Heftige Kritik von Verbänden

Das Honorarergebnis wurde von Ärzteverbänden deutlich kritisiert. „Praxisärzte bleiben trotz des Honorarabschlusses bei der Kostenentwicklung weiterhin abgekoppelt und sie bleiben auf den zentralen Problemen sitzen“, sagte der Vorsitzende des NAV-Virchow-Bundes, Dr. med. Dirk Heinrich. Zwar steige der Orientierungswert um 1,58 Prozent, er liege damit aber unter der Preissteigerungsrate von zwei Prozent. Heinrich bemängelte, dass die Krankenkassen mit dem Honorarabschluss „nur knapp den gesetzlich vorgeschriebenen Mindestanforderungen“ nachkämen.

Gleiches kritisiert auch Dr. med. Werner Baumgärtner, Vorstandsvorsitzender von Medi Geno Deutschland. „Umgerechnet auf den Arzt wären das 320 Euro mehr Umsatz im Monat. Davon kann sich eine Praxis nicht einmal eine Aushilfskraft leisten“, rechnete er vor.

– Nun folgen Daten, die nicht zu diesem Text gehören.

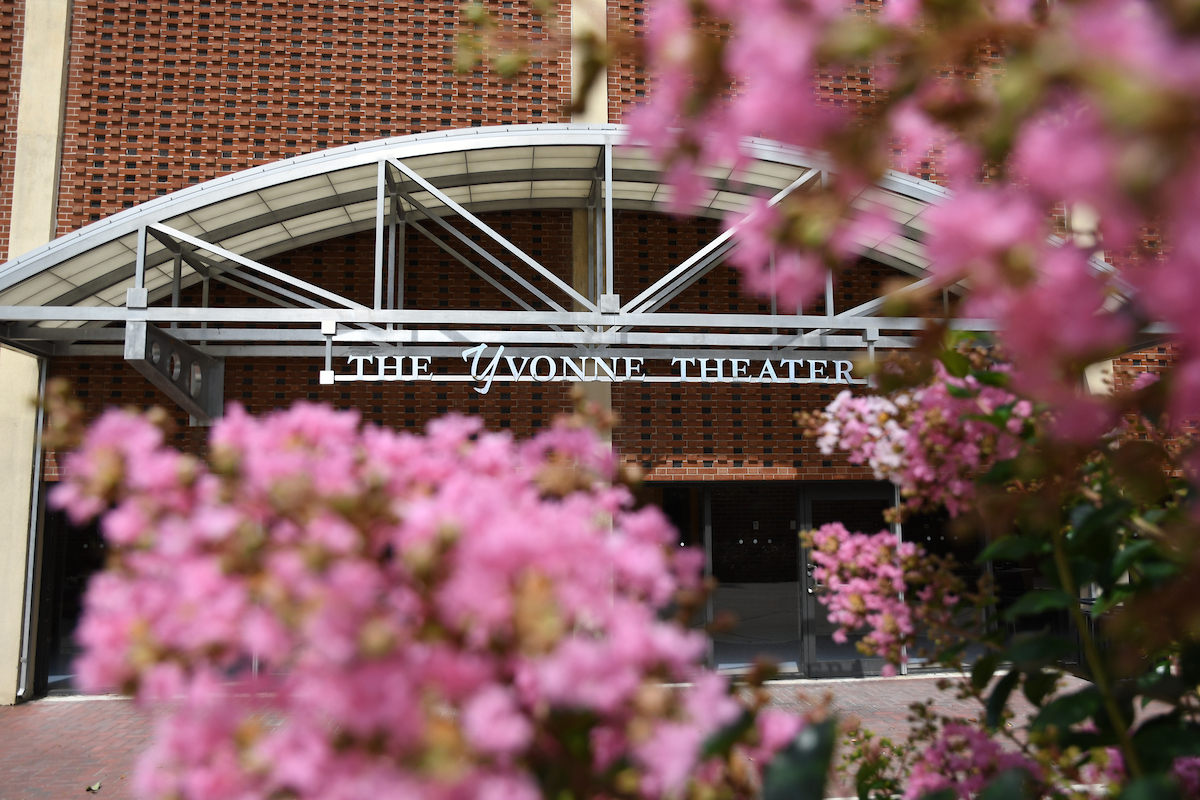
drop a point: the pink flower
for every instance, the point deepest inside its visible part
(495, 725)
(965, 759)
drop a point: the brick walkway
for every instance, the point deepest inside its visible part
(55, 747)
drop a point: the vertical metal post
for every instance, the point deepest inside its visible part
(175, 280)
(35, 507)
(899, 529)
(708, 572)
(597, 238)
(204, 302)
(381, 197)
(774, 308)
(607, 218)
(139, 269)
(391, 250)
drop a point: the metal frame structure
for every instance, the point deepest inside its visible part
(89, 292)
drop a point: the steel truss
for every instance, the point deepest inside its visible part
(561, 316)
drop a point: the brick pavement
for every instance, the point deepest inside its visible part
(55, 747)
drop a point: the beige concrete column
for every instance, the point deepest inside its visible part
(599, 392)
(19, 377)
(40, 113)
(589, 18)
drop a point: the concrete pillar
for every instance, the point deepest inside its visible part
(40, 114)
(19, 382)
(588, 17)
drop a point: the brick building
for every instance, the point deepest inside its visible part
(265, 202)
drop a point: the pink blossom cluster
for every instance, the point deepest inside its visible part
(339, 612)
(1098, 119)
(965, 759)
(1186, 771)
(931, 441)
(879, 583)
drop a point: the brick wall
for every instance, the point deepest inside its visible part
(168, 94)
(12, 23)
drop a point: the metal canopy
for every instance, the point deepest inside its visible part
(319, 196)
(66, 296)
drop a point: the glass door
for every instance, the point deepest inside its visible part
(859, 506)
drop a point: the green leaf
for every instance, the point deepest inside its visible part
(983, 669)
(991, 378)
(954, 362)
(1067, 710)
(1158, 571)
(1038, 648)
(1150, 787)
(999, 698)
(1095, 530)
(1189, 665)
(1011, 548)
(1129, 555)
(1163, 739)
(941, 794)
(1009, 785)
(1036, 602)
(720, 741)
(864, 779)
(799, 770)
(1001, 471)
(1038, 685)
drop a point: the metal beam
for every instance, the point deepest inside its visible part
(497, 238)
(649, 295)
(283, 277)
(477, 248)
(191, 378)
(453, 317)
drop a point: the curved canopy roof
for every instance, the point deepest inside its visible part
(310, 198)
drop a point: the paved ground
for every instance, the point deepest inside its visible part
(57, 747)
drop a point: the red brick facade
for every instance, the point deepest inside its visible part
(673, 432)
(168, 94)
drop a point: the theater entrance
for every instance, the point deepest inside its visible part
(750, 536)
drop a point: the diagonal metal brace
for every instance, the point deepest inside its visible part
(495, 236)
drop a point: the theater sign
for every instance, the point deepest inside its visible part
(484, 365)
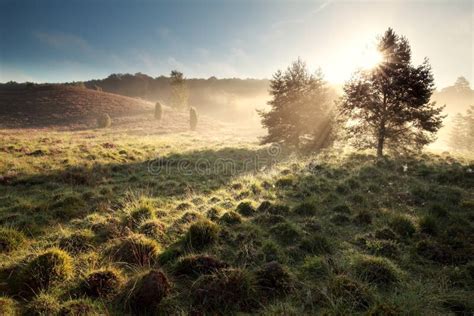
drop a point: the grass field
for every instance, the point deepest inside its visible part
(120, 221)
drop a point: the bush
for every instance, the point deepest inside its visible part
(136, 249)
(245, 209)
(350, 292)
(7, 306)
(78, 241)
(102, 283)
(193, 119)
(403, 226)
(376, 270)
(104, 121)
(43, 304)
(224, 291)
(274, 280)
(47, 269)
(10, 239)
(196, 265)
(231, 218)
(201, 234)
(148, 291)
(158, 111)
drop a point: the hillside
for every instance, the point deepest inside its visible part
(62, 105)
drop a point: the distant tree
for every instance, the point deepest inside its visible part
(193, 118)
(179, 90)
(300, 111)
(389, 105)
(104, 121)
(462, 131)
(158, 111)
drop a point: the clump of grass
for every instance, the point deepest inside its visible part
(315, 267)
(274, 279)
(231, 218)
(104, 121)
(43, 304)
(351, 292)
(49, 268)
(147, 291)
(201, 234)
(245, 208)
(103, 283)
(11, 239)
(377, 270)
(78, 241)
(403, 226)
(7, 306)
(196, 265)
(136, 249)
(225, 291)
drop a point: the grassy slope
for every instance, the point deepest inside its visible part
(54, 184)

Zu Beginn der Honorarverhandlungen hatte die KBV die Forderung aufgestellt, dass die Vergütung der Hausbesuche von derzeit 22,59 Euro auf 33,71 Euro ansteigen müsse. Diese Forderung hatten die Krankenkassen abgelehnt. Nun kündigte die KBV an, dieses Thema in weiteren Gesprächen über die finanzielle Anpassung ärztlicher Leistungen im Laufe des Jahres einzubringen. Der Hausärzteverband forderte zügige Verbesserungen. Bei den Hausbesuchen sei bisher „überhaupt gar nichts passiert, obwohl das für die Hausärztinnen und Hausärzte das drängendste Problem ist“, erklärte Ulrich Weigeldt, Bundesvorsitzender des Hausärzteverbandes. „Die Unterbezahlung von Hausbesuchen muss dringend gelöst und die wohnortnahe Grundversorgung durch Haus- und Fachärzte muss gestärkt werden“, sagte auch Heinrich vom NAV-Virchow-Bund.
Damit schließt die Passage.